It is important to have a food processor to help in the preparation of this soup.
3 tablespoons of Extra-Virgin Olive Oil
1 pound of mild Italian Sausage
1 pound of Cheese Tortellini
2 tablespoons of Salt (for the pasta water)
2 Zucchini Squashes, cleaned, skin-on, and sliced
1-½ cups of White Onion, finely chopped
4 cloves of Garlic, minced
1 cup of Carrots, shredded
1 cup of Celery, chopped
2 Tomatoes, peeled and chopped (about 1-½ cups)
1 Shallot, finely chopped (about 3 tablespoons)
10 cups of Chicken Broth
1 tablespoon of McCormick® Grill Mates® Montreal Steak Seasoning
1 tablespoon of dried Italian Seasoning
Salt and Black Pepper to taste
Garnishes for the Soup (optional):
Salad Croutons (and that recipe can be easily accessed by clicking on that recipe title)
Red Pepper Flakes
In a large pot, heat the water with the salt until it boils. When the water is boiling, add the cheese tortellini and cook it pursuant to the directions on the packaging. When the tortellini is cooked “al dente”, drain the tortellini, and set it aside.

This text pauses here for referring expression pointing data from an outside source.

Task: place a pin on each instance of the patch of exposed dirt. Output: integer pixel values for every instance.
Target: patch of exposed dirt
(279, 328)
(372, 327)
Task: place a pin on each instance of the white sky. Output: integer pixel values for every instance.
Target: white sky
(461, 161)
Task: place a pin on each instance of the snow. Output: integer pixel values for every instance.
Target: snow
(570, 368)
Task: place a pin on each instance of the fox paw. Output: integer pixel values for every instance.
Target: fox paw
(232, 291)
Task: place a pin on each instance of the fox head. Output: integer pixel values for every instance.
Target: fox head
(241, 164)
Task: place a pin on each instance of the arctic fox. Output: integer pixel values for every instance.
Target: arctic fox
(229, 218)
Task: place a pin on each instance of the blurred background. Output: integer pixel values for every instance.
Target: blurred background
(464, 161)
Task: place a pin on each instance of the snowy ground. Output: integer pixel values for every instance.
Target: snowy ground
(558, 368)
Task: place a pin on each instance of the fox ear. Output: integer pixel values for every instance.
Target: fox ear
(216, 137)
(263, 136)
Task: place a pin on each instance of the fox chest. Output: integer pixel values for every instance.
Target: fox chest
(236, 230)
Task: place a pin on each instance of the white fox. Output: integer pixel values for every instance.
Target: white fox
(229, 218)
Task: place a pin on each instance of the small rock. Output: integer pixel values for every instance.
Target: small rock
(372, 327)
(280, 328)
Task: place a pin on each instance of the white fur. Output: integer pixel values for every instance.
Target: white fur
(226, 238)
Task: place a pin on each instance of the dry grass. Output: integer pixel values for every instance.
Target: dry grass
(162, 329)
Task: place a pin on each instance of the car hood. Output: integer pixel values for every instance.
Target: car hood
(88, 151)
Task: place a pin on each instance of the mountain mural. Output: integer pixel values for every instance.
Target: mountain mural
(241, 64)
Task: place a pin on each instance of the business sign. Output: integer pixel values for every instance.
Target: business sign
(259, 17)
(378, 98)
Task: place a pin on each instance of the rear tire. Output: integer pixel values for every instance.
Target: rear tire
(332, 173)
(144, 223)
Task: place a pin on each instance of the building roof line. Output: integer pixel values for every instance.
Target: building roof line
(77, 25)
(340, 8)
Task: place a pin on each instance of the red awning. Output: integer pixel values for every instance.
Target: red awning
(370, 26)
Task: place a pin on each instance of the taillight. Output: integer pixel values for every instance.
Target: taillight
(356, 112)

Heat a large soup stockpot, and add the sausage. Cook the sausage thoroughly, and then set it aside on a plate to cool. Return the stock pot to the stove and add the olive oil, the garlic, the shallots, and the onions. Cook them over a medium heat until they are translucent. Add the carrots and celery and continue cooking them to begin to soften the vegetables over about 3-5 minutes, then add the Italian Seasoning and the McCormick® Grill Mates® Montreal Steak Seasoning. In a food processor, pulse the sausage so that it looks like cooked, ground beef. Add the ground sausage meat to the soup pot along with the chicken broth. Cook it for about 10-15 minutes on a medium heat. Add the tomatoes and the zucchini, and then cook all of it for another 10 minutes. Add the tortellini and finally cook the soup for about 10 minutes. Add salt and black pepper to taste, as well as any garnishes of your choice before it is served.